I've really been trying hard to process the movie
Milk.
First of all,
Sean Penn is astounding in this. I get shivers from how good his acting was in that. Oscars were invented for actors like that. I don't even have to see any of the other performances, this was a standout performance for the ages.
But it's not an easy movie to see. For one thing, there's a fair amount of man-on-man sex. This movie is about a man who burst out of the closet with zealousness of a convert when he was forty. He was here, he was queer, and he was proud of it. I'm not into man-on-man sex - those scenes in Brokeback Mountain squicked me out a bit - but they're brief and somewhat necessary for the movie. You've got to KNOW this about the man: he was as queer as a three dollar bill. He liked dick. A lot. The movie made me just accept that and then pushed me past how I feel personally about gay sex to celebrate his humanity.
I was in high school when he died and I knew the one sentence version of
his life. His story was interesting to learn about. He was funny and kind, level-headed and smart. He was a business owner and sometime Republican and his first instinct was to organize a neighborhood chamber of Commerce. But it turns out that people held being gay against him, even after he came to love and accept himself the way he was.
This made him PISSED that being out of the closet could get people fired from their jobs, or could get them beaten by the cops, or could get them killed. And he was SAD that kids were committing suicide and partners of closeted-married-gays were left so wounded and hurt by things lacking in their relationship that they couldn't understand. He was SYMPATHETIC to the difficulties of being human. And he figured out a way to help.

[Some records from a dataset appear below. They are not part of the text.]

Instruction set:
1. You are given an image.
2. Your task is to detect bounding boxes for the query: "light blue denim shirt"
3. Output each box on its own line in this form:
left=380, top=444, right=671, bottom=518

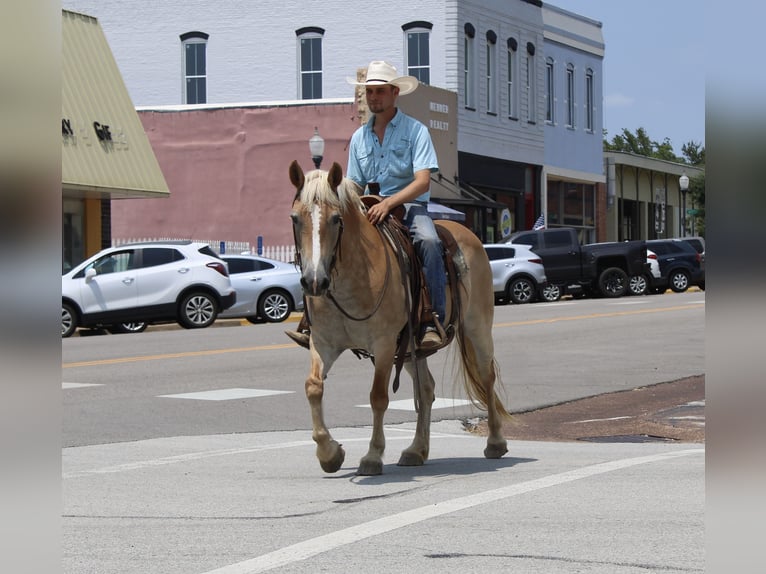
left=347, top=109, right=439, bottom=202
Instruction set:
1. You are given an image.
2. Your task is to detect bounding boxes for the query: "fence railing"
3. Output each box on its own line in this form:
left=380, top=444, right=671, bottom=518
left=112, top=238, right=295, bottom=263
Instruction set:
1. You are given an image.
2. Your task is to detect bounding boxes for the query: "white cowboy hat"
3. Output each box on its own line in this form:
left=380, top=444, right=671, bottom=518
left=346, top=61, right=419, bottom=96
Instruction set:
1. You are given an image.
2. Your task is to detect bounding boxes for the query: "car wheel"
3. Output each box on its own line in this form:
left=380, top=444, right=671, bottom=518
left=508, top=277, right=536, bottom=304
left=628, top=274, right=649, bottom=296
left=669, top=270, right=690, bottom=293
left=598, top=267, right=628, bottom=298
left=62, top=303, right=78, bottom=338
left=258, top=289, right=293, bottom=322
left=107, top=322, right=148, bottom=334
left=178, top=292, right=218, bottom=329
left=540, top=284, right=561, bottom=302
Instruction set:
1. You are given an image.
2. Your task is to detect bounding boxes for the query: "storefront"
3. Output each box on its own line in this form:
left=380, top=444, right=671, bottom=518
left=62, top=9, right=169, bottom=271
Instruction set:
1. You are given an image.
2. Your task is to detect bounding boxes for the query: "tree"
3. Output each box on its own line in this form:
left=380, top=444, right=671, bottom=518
left=603, top=127, right=705, bottom=166
left=688, top=173, right=705, bottom=237
left=682, top=141, right=705, bottom=165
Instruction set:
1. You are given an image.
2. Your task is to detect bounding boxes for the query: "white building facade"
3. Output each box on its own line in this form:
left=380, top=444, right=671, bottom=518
left=64, top=0, right=606, bottom=241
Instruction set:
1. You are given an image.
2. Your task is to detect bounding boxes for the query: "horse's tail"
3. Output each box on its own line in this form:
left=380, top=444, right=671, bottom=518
left=455, top=326, right=511, bottom=421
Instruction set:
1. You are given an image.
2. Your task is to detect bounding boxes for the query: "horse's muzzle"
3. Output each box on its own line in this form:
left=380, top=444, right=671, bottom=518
left=301, top=270, right=331, bottom=296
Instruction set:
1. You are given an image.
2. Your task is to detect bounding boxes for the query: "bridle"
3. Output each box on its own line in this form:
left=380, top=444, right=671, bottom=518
left=292, top=200, right=392, bottom=322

So far this is an inspiring and somewhat touching story about love and redemption, finding yourself and your place in the world, making a difference in people's lives. That's all very lovely, very Martin Luther King.

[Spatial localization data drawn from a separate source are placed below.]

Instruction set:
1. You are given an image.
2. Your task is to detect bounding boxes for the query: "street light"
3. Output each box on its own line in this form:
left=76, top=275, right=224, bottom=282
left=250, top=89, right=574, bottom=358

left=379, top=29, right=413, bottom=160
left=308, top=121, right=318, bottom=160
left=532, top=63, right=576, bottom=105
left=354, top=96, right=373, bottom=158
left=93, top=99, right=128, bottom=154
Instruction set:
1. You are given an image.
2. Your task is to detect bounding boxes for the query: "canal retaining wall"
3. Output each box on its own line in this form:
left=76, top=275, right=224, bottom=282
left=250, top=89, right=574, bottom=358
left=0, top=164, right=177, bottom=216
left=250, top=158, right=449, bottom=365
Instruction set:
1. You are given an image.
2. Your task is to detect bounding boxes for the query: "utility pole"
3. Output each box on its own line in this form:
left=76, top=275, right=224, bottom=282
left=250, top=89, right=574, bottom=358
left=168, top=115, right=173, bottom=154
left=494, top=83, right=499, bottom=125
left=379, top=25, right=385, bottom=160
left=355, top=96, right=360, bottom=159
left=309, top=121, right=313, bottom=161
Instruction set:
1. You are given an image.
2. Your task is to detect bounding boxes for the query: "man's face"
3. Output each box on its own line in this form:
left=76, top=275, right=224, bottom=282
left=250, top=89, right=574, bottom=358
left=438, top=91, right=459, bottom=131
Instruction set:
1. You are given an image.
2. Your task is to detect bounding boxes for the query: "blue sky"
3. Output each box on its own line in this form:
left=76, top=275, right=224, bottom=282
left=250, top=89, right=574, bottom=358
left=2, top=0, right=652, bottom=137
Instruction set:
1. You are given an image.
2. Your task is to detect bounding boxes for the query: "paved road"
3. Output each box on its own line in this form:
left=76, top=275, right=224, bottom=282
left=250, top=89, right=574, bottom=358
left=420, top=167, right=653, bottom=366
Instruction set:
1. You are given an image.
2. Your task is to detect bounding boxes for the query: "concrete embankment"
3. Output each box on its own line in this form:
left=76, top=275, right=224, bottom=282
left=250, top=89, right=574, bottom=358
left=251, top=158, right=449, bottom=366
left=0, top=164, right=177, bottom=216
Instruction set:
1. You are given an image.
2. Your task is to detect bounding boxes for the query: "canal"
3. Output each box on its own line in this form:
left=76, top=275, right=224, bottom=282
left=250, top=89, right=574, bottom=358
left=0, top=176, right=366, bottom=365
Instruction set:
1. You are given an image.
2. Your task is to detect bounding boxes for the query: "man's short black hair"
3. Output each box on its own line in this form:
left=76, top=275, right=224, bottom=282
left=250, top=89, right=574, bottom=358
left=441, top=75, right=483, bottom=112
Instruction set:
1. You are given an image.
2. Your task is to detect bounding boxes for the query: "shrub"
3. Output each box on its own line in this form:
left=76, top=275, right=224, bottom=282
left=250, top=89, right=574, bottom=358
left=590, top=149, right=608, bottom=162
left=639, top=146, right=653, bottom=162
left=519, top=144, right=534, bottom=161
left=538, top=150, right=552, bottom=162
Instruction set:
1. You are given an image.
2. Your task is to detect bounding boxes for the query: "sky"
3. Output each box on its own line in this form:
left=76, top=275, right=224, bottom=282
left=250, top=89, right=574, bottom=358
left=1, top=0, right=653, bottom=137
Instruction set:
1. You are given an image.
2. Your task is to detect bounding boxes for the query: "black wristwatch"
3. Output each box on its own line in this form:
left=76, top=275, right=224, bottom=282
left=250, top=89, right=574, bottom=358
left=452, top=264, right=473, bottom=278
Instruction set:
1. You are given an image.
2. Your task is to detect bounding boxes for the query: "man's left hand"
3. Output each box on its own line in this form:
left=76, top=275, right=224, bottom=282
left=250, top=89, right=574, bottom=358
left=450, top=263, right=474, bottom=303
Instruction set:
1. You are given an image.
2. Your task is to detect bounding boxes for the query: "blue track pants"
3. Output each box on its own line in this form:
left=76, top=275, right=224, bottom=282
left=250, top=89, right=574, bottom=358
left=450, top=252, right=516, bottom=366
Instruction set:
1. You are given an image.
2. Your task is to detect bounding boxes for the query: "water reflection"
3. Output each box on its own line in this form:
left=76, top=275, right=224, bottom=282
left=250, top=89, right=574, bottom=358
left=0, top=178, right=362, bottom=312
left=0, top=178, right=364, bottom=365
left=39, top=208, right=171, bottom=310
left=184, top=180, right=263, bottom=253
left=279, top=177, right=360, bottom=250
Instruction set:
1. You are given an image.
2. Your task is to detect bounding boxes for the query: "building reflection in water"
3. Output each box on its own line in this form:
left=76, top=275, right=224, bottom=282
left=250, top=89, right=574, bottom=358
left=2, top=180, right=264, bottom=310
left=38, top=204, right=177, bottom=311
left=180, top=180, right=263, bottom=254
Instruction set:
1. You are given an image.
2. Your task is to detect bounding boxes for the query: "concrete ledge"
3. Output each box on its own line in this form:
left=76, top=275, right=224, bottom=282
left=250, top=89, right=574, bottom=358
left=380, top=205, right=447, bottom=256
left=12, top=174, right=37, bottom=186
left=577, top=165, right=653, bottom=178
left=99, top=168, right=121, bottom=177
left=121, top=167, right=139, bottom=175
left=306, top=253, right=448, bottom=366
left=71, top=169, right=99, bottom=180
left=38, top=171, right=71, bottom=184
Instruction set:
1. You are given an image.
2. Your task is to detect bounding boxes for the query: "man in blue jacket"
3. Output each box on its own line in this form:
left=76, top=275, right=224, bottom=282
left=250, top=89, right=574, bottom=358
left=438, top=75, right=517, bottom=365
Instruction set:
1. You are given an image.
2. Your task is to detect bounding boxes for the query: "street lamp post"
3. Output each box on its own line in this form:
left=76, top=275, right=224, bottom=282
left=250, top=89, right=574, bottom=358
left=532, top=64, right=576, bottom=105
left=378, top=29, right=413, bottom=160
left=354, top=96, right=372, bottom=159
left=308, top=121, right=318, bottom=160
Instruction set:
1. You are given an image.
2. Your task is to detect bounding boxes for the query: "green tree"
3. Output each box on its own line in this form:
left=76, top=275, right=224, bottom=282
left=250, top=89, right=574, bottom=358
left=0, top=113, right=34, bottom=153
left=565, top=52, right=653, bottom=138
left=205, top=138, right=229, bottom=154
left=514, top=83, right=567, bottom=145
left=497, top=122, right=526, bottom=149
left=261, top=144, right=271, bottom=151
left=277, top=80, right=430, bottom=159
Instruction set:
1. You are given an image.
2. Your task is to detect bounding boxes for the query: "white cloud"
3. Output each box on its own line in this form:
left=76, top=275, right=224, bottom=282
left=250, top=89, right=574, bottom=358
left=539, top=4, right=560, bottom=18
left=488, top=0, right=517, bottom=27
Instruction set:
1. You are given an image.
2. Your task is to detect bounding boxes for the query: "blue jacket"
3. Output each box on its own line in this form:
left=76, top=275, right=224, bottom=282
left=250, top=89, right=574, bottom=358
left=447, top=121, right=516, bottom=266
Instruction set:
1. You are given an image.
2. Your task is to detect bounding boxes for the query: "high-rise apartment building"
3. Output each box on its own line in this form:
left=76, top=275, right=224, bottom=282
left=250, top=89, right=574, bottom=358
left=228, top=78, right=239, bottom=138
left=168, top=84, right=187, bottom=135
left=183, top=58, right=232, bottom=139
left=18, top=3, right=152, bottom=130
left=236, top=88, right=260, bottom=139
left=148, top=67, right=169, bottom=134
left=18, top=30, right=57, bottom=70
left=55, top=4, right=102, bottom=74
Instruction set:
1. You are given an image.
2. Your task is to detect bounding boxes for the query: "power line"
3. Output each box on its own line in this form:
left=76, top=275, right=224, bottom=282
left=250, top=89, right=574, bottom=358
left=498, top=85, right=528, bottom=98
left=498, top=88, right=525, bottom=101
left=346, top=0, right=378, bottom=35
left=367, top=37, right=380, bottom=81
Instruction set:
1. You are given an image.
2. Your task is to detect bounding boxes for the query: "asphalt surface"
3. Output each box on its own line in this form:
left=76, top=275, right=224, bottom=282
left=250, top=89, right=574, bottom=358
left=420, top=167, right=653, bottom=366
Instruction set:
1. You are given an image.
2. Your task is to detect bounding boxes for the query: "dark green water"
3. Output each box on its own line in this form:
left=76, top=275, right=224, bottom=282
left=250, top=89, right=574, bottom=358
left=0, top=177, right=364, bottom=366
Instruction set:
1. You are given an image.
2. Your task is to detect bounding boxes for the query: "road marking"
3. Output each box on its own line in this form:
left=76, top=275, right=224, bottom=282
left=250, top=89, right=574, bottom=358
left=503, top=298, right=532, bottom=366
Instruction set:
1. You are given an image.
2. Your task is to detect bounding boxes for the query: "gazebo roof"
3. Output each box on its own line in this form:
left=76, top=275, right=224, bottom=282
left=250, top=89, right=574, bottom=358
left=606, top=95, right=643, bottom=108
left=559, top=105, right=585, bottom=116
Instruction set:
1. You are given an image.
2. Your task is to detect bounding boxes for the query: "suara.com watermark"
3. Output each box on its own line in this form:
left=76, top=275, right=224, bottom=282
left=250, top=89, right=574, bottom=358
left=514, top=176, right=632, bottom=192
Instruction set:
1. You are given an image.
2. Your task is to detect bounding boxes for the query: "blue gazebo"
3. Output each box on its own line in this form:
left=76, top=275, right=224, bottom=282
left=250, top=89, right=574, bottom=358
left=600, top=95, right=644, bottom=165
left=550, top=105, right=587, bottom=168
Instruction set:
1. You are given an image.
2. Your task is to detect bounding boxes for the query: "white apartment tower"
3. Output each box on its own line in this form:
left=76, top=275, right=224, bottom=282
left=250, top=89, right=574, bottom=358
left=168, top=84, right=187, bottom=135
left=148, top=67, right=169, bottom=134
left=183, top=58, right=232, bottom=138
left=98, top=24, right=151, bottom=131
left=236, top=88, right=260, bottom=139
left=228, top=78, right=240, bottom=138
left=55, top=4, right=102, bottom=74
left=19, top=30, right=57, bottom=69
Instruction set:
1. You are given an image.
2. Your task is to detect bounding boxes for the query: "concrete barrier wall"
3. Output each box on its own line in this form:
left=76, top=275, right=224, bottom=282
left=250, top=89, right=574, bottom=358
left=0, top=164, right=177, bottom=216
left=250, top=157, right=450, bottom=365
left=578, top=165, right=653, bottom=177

But, has anyone seen my old friend Harvey? Can you tell me where he's gone?
I thought I saw him walkin' up over the hill,
With Abraham, Martin and John.
It turns out that working to fix what's wrong in the world gets you killed. Not only that, but your lovers commit suicide and/or leave you because you're too devoted - swallowed up - by the enormity of the job. It's a sucky thing to do with a life. Milk was a fool. A lucky fool for the people who backed his agenda - those would be HUMAN people - but a fool nonetheless. Don't be like Milk.
Except... it sure is a good thing that Milk was the best Milk he could be.